First published: 2017/02/21 (5 years ago) Abstract: Recent advances in one-shot learning have produced models that can learn from
a handful of labeled examples, for passive classification and regression tasks.
This paper combines reinforcement learning with one-shot learning, allowing the
model to decide, during classification, which examples are worth labeling. We
introduce a classification task in which a stream of images are presented and,
on each time step, a decision must be made to either predict a label or pay to
receive the correct label. We present a recurrent neural network based
action-value function, and demonstrate its ability to learn how and when to
request labels.
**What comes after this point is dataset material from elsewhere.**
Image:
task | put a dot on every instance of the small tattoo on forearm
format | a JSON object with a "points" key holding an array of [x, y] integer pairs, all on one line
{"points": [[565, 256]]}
Through the choice of reward function, the model can achieve a
higher prediction accuracy than a similar model on a purely supervised task, or
trade prediction accuracy for fewer label requests.
The paper combines reinforcement learning with active learning to learn when to request labels to improve prediction accuracy.
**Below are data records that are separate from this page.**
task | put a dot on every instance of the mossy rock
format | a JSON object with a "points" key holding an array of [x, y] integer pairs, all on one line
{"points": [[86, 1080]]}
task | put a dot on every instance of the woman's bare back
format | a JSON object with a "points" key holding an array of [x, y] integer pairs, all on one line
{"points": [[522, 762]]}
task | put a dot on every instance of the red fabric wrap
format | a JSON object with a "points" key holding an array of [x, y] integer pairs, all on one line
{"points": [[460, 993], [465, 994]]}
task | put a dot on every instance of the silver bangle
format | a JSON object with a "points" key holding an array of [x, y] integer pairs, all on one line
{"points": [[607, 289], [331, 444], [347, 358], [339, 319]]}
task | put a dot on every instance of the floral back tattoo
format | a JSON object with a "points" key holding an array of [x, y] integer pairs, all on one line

- The model can either predict the label at time step $t$ or request it in the next time step, in form of a one-hot vector output of an LSTM with the previous label (if requested) and the current image as an input.
- A reward is issued based on the outcome of requesting labels (-0.05), or correctly (+1) or incorrectly(-1) predicting the label.
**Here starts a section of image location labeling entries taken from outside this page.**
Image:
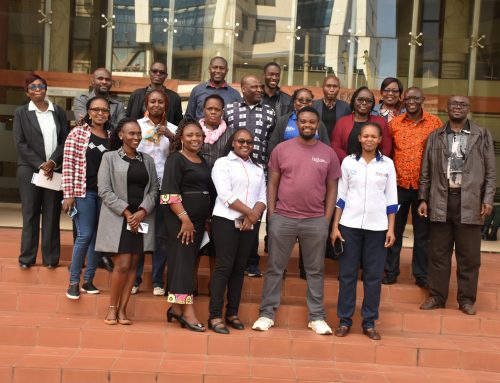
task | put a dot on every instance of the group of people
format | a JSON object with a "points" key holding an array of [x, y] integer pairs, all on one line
{"points": [[335, 177]]}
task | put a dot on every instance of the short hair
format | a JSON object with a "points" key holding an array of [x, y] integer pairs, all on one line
{"points": [[32, 77], [307, 109], [214, 97], [272, 63], [218, 58]]}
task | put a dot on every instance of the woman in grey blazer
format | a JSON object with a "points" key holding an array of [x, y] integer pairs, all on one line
{"points": [[128, 186], [40, 129]]}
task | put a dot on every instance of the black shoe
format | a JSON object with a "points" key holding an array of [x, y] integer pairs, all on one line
{"points": [[73, 291], [422, 283], [106, 263], [89, 288], [389, 280]]}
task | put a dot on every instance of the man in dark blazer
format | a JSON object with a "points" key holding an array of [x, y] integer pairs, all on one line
{"points": [[157, 74], [40, 129], [330, 109]]}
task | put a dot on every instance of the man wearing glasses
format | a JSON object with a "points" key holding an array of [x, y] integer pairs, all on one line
{"points": [[157, 74], [101, 86], [457, 188], [409, 135]]}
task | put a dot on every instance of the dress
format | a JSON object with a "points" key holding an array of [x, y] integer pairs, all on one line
{"points": [[137, 180], [187, 182]]}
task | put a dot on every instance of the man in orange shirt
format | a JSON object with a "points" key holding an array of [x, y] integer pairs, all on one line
{"points": [[409, 133]]}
- The optimal strategy involves storing class embeddings and their labels in memory and only requesting labels if a unseen class is encountered.
The model is evaluated against the *Omniglot* dataset and learns a non-naive strategy to request fewer labels the more data of a class was encountered, using a learned uncertainty measure.
The magnitude of the reward for incorrect labeling decides on the amount of requested labels and can be used to maximize the accuracy during prediction.
## Active Learning
Active Learning is a special case of semi-supervised learning, which aims to reduce the amount of supervision needed during training. The model typically selects which datapoints to label by applying different metrics like most information content, highest uncertainty or other heuristics.
## Reinforcement Learning
Reinforcement learning agents try to learn an optimal policy $\pi^*(s_t)$ for a state $s_t$ at time $t$ that will maximize future rewards issued by the environment, by choosing an action $a_t$. The policy is represented by a function $Q^*(s_t, a_t)$, which can be approximated and learned in form of a neural network.